Blockchain technology opens up new and exciting ways of re-wiring society, government and commerce, simplifying and speeding up interactions and removing costly middlemen and centralised systems. The technology promises to be very disruptive to the existing world order if allowed to proliferate. How disruptive is anyone's guess. It is clear that it raises regulatory and consumer issues that will have to be resolved as the technology evolves.
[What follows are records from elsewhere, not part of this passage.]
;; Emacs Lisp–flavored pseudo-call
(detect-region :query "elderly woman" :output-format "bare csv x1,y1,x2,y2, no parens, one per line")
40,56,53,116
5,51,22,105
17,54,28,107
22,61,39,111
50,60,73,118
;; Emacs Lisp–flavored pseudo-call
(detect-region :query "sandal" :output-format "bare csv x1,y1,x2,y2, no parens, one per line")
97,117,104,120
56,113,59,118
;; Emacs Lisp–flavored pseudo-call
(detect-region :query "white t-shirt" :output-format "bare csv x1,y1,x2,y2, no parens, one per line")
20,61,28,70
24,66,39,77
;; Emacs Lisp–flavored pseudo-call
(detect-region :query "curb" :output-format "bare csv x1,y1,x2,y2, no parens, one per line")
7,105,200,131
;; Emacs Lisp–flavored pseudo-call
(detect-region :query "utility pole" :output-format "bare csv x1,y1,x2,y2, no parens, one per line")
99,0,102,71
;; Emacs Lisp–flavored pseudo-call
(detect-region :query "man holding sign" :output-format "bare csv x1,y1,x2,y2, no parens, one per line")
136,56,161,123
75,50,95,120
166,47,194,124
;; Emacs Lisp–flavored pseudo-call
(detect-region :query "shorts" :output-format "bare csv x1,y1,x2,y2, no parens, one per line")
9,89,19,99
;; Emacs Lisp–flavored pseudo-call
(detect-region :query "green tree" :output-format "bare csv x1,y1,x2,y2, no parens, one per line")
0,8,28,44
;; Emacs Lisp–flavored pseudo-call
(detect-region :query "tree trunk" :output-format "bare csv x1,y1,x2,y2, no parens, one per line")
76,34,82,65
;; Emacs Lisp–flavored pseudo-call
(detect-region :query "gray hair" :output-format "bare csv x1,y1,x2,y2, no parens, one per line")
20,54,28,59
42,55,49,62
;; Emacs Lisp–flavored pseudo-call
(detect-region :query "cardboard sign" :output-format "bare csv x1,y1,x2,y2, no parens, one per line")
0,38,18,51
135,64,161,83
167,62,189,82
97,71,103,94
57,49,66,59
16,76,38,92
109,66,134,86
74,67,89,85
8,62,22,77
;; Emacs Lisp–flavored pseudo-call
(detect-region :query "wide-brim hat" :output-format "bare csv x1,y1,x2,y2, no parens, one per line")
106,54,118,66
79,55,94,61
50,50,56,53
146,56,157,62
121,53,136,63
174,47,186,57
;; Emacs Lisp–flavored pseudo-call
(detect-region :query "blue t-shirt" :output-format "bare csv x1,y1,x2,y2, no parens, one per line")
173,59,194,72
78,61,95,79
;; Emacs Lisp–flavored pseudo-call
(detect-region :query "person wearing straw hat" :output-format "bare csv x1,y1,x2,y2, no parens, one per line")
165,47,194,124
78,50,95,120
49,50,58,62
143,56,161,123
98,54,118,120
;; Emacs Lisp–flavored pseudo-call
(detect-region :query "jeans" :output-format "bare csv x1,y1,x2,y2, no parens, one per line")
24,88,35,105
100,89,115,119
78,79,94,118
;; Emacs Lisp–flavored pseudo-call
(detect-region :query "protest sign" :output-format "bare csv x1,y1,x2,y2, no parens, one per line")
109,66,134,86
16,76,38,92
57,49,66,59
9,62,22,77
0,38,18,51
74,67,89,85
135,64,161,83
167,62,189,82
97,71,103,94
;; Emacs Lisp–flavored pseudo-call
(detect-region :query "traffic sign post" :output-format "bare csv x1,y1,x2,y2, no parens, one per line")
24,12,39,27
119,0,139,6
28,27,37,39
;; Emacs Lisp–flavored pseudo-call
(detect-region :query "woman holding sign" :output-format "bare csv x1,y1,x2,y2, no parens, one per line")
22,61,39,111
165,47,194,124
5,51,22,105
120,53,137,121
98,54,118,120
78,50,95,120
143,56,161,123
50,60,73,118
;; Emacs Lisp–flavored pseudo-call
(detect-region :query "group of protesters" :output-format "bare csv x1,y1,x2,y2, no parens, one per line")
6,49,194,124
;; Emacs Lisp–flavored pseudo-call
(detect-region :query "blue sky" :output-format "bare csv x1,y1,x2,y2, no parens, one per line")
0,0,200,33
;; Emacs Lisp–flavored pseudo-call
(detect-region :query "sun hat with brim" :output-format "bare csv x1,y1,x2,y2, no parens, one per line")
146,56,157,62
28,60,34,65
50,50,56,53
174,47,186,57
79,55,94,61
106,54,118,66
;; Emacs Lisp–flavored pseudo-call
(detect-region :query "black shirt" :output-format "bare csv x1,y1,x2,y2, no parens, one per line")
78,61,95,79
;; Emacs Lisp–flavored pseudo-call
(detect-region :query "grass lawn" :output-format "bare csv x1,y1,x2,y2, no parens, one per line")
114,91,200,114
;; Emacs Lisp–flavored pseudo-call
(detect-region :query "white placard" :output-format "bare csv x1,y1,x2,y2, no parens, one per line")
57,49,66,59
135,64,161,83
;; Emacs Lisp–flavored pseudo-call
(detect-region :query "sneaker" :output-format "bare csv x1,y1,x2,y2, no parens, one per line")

After an initial period of suspicion and skepticism, the bitcoin application is being embraced around the world by progressive organisations and innovators alike, looking either to gain competitive advantage or deliver societal benefits. All under the watchful eye of regulators.
In the UK the Chancellor George Osborne in 2015 announced a 'regulatory sandbox' initiative to stimulate technology innovation in financial services to make London a 'global centre for fintech'. Under this regime the financial regulator, the FCA, would relax its rules to permit companies to experiment and test new products. This measured approach was warmly welcomed by bitcoin enthusiasts and could prove to be the key to unlocking the promise of the blockchain.
If British philosopher John Locke were alive today I think I would take issue with his statement 'wherever law ends, tyranny begins'. After 300 years we may just have found a third way.
Richard French is Legal Director at the Digital Catapult: https://digital.catapult.org.uk/
 In this article we use 'blockchain' with a lower case initial letter to refer to the generic technology and differentiate it from the company with the same name 'Blockchain' at www.blockchain.com.